Clarky’s Kids on the Road at the Honda Indy Toronto, Part One

When Honda Indy driver Graham Rahal and Kitchener Rangers’ alumnus David Clarkson met last weekend in Toronto, the two celebrity athletes had plenty to talk about.

As they stood in the pit stall of Rahal’s #38 Service Central Honda Dallara, Clarkson and his family shared the story of his father’s first trip to the INDYCAR race in Toronto, when the event debuted as the Molson Indy in 1986. Graham did not make that trip (in fact, the 23-year-old driver hadn’t even been born!), but his father, racing legend Bobby Rahal was in the field and won the race.

It turns out that David and Graham share more than just that story. Both athletes have an affinity for hockey; a native of Ohio, Rahal is a long-time fan of the Columbus Blue Jackets and a confirmed lover of NHL hockey, especially during the playoffs. He saw plenty of Clarkson’s New Jersey Devils this postseason, as the team advanced all the way to the Stanley Cup Finals.

The Honda Indy Toronto was Clarkson’s first trip to an INDYCAR race, but as he visited pit lane and took in the practice and qualifying laps, it was evident he was enjoying it.

“First trip to the Indy – it’s been a great experience. The people here are so nice and down to earth,” said the Rangers’ grad with a grin. And he wasn’t the only member of the Clarkson clan happy to be there. “My dad was like a little kid, getting to go down and meet Graham. I think he even told him the story that he was here when Graham’s dad won.”

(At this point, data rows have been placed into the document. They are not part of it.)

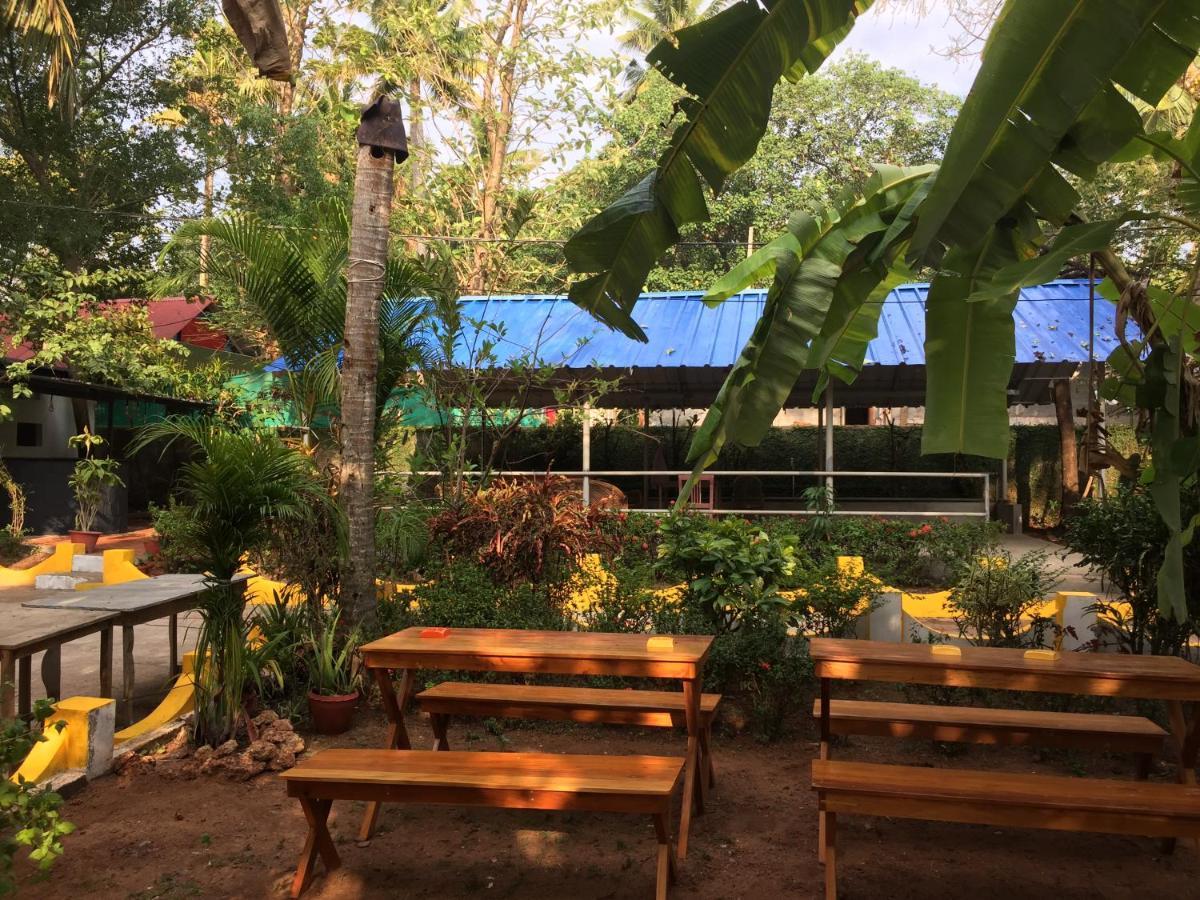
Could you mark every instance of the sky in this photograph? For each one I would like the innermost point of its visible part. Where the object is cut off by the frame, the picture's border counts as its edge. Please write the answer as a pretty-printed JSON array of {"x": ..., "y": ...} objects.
[{"x": 903, "y": 41}]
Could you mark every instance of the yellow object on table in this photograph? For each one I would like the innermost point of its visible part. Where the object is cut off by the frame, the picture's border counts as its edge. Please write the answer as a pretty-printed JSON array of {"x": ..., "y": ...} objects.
[
  {"x": 946, "y": 649},
  {"x": 1042, "y": 654}
]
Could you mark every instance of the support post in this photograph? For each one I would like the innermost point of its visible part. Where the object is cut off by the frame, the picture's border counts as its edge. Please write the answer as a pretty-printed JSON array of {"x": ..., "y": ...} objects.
[
  {"x": 587, "y": 454},
  {"x": 828, "y": 430}
]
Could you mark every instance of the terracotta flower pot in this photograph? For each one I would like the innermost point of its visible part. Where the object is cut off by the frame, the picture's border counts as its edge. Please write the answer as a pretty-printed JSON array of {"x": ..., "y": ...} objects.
[
  {"x": 333, "y": 714},
  {"x": 88, "y": 539}
]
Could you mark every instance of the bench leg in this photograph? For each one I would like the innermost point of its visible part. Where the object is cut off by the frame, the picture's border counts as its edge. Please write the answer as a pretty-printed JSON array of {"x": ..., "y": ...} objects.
[
  {"x": 318, "y": 841},
  {"x": 706, "y": 754},
  {"x": 397, "y": 736},
  {"x": 439, "y": 723},
  {"x": 828, "y": 843},
  {"x": 666, "y": 868}
]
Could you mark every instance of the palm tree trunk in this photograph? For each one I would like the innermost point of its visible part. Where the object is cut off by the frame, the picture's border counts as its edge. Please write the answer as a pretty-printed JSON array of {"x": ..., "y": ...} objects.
[{"x": 365, "y": 276}]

But what really brought the two stars together at the track was a shared passion for helping children suffering from serious illnesses. After his graduation to the pro ranks, Clarkson joined with the Rangers to form Clarky’s Kids, which provides children from Grand River Hospital’s POGO (Pediatric Oncology Group of Ontario) Satellite Centre the opportunity to experience the excitement of a Kitchener Rangers game and visit with players and coaches, both in and out of the hospital. As well, this program continues to raise funds that aid in the support of local families and siblings dealing with a child that has cancer.

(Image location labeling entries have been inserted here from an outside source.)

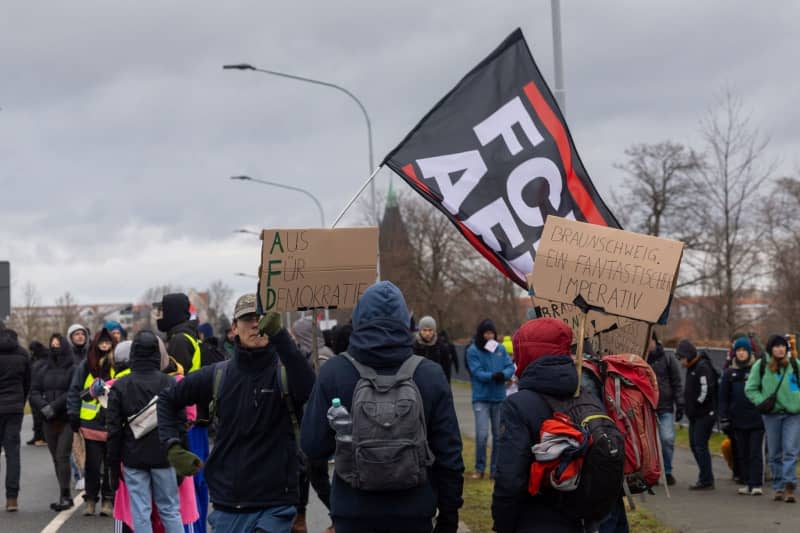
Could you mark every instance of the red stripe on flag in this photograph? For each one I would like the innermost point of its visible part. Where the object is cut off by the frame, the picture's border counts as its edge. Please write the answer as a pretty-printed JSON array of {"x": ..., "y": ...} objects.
[
  {"x": 473, "y": 239},
  {"x": 557, "y": 131}
]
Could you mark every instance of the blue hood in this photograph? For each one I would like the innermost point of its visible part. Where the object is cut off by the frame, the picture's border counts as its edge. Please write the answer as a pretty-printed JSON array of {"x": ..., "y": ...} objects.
[
  {"x": 554, "y": 375},
  {"x": 381, "y": 335}
]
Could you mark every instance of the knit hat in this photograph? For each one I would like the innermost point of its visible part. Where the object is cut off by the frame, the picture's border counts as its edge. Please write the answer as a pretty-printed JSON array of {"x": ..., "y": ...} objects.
[
  {"x": 686, "y": 350},
  {"x": 539, "y": 338},
  {"x": 427, "y": 322},
  {"x": 743, "y": 342}
]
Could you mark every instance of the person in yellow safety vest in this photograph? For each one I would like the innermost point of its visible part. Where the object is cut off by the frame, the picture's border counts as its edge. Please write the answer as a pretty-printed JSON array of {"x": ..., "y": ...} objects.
[
  {"x": 173, "y": 317},
  {"x": 508, "y": 345},
  {"x": 87, "y": 416}
]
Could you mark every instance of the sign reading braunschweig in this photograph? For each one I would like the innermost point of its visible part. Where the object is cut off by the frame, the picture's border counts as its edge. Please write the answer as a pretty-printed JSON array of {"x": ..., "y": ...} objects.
[
  {"x": 621, "y": 272},
  {"x": 316, "y": 268}
]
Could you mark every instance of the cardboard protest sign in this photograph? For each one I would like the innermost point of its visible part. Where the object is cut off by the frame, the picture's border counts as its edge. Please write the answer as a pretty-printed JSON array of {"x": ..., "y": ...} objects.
[
  {"x": 496, "y": 157},
  {"x": 316, "y": 268},
  {"x": 607, "y": 334},
  {"x": 620, "y": 272}
]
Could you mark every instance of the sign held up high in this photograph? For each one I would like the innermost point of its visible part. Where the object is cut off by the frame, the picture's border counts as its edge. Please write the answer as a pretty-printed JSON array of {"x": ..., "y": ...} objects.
[
  {"x": 316, "y": 268},
  {"x": 619, "y": 272}
]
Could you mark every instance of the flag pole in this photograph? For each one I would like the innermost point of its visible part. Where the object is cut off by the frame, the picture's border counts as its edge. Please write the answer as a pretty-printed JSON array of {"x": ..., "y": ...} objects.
[{"x": 353, "y": 200}]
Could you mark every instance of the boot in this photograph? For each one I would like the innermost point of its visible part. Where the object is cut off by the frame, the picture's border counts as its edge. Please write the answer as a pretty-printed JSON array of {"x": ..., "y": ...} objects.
[
  {"x": 11, "y": 505},
  {"x": 789, "y": 493},
  {"x": 299, "y": 525},
  {"x": 89, "y": 508},
  {"x": 107, "y": 509}
]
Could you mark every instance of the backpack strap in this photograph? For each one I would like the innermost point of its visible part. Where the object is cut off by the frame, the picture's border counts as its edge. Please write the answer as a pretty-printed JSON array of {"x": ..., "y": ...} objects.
[
  {"x": 384, "y": 383},
  {"x": 287, "y": 398}
]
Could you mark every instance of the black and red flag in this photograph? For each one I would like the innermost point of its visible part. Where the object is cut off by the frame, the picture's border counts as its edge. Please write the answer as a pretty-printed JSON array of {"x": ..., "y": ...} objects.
[{"x": 496, "y": 157}]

“I always wanted to do something for the community and help kids, so we started this charity to get them away from what goes on in their lives and how sick they are and what they go through,” Clarkson told the media at the track on Sunday. “It’s something that I hold close to my heart, the idea that you can just put a smile on their face or make them laugh, even if it’s just that one time. When I was growing up, my grandparents used to tell me to help others if you can, and I’ve been fortunate to be in a position to do it.”

Graham was also influenced to give charitably to those in need by someone close to him – his former boss and legendary actor and philanthropist Paul Newman. He started the Graham Rahal Foundation in 2009, with proceeds going to SeriousFun Network, a group founded by Newman, and Alex’s Lemonade Stand, two charities that provide assistance to children battling serious illness.

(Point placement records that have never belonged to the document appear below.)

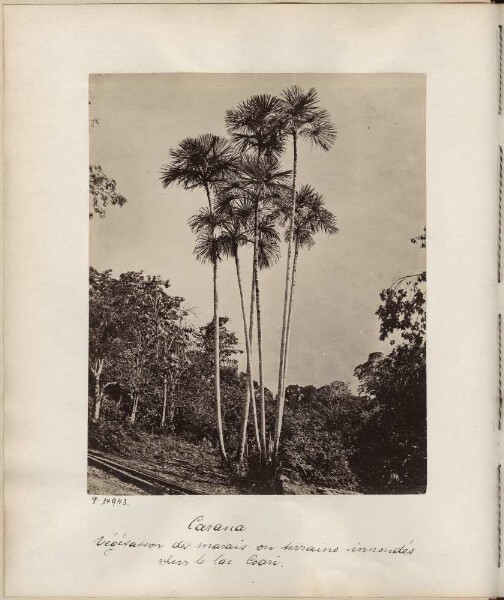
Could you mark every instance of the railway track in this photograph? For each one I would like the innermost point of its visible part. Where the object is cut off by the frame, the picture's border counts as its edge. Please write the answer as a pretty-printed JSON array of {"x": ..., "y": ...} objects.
[{"x": 142, "y": 478}]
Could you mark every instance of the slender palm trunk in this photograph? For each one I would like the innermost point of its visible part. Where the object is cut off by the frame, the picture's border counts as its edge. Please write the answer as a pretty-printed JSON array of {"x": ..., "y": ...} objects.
[
  {"x": 262, "y": 404},
  {"x": 250, "y": 380},
  {"x": 293, "y": 284},
  {"x": 135, "y": 407},
  {"x": 97, "y": 406},
  {"x": 165, "y": 399},
  {"x": 281, "y": 371},
  {"x": 250, "y": 395},
  {"x": 218, "y": 413}
]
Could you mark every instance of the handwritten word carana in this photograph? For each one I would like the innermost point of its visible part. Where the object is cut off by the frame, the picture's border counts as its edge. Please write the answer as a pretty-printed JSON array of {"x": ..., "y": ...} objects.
[
  {"x": 122, "y": 542},
  {"x": 198, "y": 524}
]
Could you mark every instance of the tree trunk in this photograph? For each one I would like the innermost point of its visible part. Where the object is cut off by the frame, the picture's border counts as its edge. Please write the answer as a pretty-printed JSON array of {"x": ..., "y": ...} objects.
[
  {"x": 281, "y": 371},
  {"x": 134, "y": 409},
  {"x": 250, "y": 380},
  {"x": 289, "y": 317},
  {"x": 218, "y": 414},
  {"x": 249, "y": 396},
  {"x": 171, "y": 410},
  {"x": 261, "y": 380},
  {"x": 165, "y": 398},
  {"x": 97, "y": 406}
]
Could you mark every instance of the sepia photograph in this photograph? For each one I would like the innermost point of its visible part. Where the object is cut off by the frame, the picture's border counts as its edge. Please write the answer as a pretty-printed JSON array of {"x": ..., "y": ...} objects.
[{"x": 257, "y": 284}]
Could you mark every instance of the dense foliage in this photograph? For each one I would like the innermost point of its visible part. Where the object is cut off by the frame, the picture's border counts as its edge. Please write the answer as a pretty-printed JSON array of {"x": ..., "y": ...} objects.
[{"x": 153, "y": 370}]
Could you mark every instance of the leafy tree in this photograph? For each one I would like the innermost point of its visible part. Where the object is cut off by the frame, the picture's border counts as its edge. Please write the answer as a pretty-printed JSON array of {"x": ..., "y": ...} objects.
[
  {"x": 102, "y": 192},
  {"x": 104, "y": 320},
  {"x": 392, "y": 455}
]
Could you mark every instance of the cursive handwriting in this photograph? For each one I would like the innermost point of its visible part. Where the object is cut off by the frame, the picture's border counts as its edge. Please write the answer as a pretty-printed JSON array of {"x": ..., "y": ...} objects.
[
  {"x": 198, "y": 524},
  {"x": 122, "y": 542}
]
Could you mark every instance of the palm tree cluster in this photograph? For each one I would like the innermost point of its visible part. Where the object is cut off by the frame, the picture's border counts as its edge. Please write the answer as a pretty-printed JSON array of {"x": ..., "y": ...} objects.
[{"x": 250, "y": 197}]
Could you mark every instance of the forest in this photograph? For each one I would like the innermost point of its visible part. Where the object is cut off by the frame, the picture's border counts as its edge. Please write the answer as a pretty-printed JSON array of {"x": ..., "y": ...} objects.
[{"x": 165, "y": 386}]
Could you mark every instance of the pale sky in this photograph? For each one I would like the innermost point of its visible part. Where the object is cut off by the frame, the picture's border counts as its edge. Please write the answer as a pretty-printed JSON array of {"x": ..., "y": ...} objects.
[{"x": 373, "y": 180}]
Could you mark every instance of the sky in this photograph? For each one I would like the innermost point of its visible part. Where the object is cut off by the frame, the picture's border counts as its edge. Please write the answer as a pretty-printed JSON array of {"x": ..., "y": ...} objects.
[{"x": 373, "y": 180}]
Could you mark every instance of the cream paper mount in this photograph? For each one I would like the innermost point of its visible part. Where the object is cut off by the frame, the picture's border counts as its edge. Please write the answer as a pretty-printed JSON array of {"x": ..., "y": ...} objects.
[{"x": 59, "y": 539}]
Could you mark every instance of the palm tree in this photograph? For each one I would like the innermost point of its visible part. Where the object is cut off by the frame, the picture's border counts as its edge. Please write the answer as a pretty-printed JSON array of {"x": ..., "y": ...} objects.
[
  {"x": 255, "y": 127},
  {"x": 268, "y": 253},
  {"x": 204, "y": 162},
  {"x": 260, "y": 180},
  {"x": 311, "y": 218},
  {"x": 302, "y": 119},
  {"x": 236, "y": 216}
]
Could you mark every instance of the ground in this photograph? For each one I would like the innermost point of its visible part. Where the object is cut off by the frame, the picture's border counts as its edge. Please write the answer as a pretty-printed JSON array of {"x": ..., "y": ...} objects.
[
  {"x": 104, "y": 484},
  {"x": 195, "y": 467}
]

“I really felt that when [Paul] passed away in the fall of 2008, that his presence somewhat disappeared from the sport,” commented Rahal. “And he was a guy that a lot of people knew for his movie fame, but I think he should be known more for all the charitable things that he did away from that. I felt like I wanted to carry that tradition on, since he gave me my first opportunity.”

Rahal and Clarkson took advantage of the weekend’s Honda Indy Toronto festivities to raise awareness of their respective charities, but it wasn’t all business. Both grinned widely as they exchanged jerseys for the cameras, each taking a moment to jot a personalized message. Their mutual respect was evident as Day One of the festivities came to a close.

“For me to be here and to see what these guys do in the pits, to watch him afterwards sitting watching video, looking at things that he thinks he feels he could change, it’s great,” said David. “Hockey is a very similar game – we come off the ice after practice, we watch videos with coaches, we see what we could do better or different. On a professional level, there are a lot of things that are very similar when it comes to preparing and getting ready.”

And while Graham said he’d stick with the Blue Jackets, he didn’t rule out cheering for New Jersey as he looked at his new sweater in Devils red and black.

“Honestly I’m a fan of anybody I know,” he laughed. “I knew a bunch of the Oilers guys so I support them, too. I’m not like a die-hard fan of one team. So I’ll cheer for David.”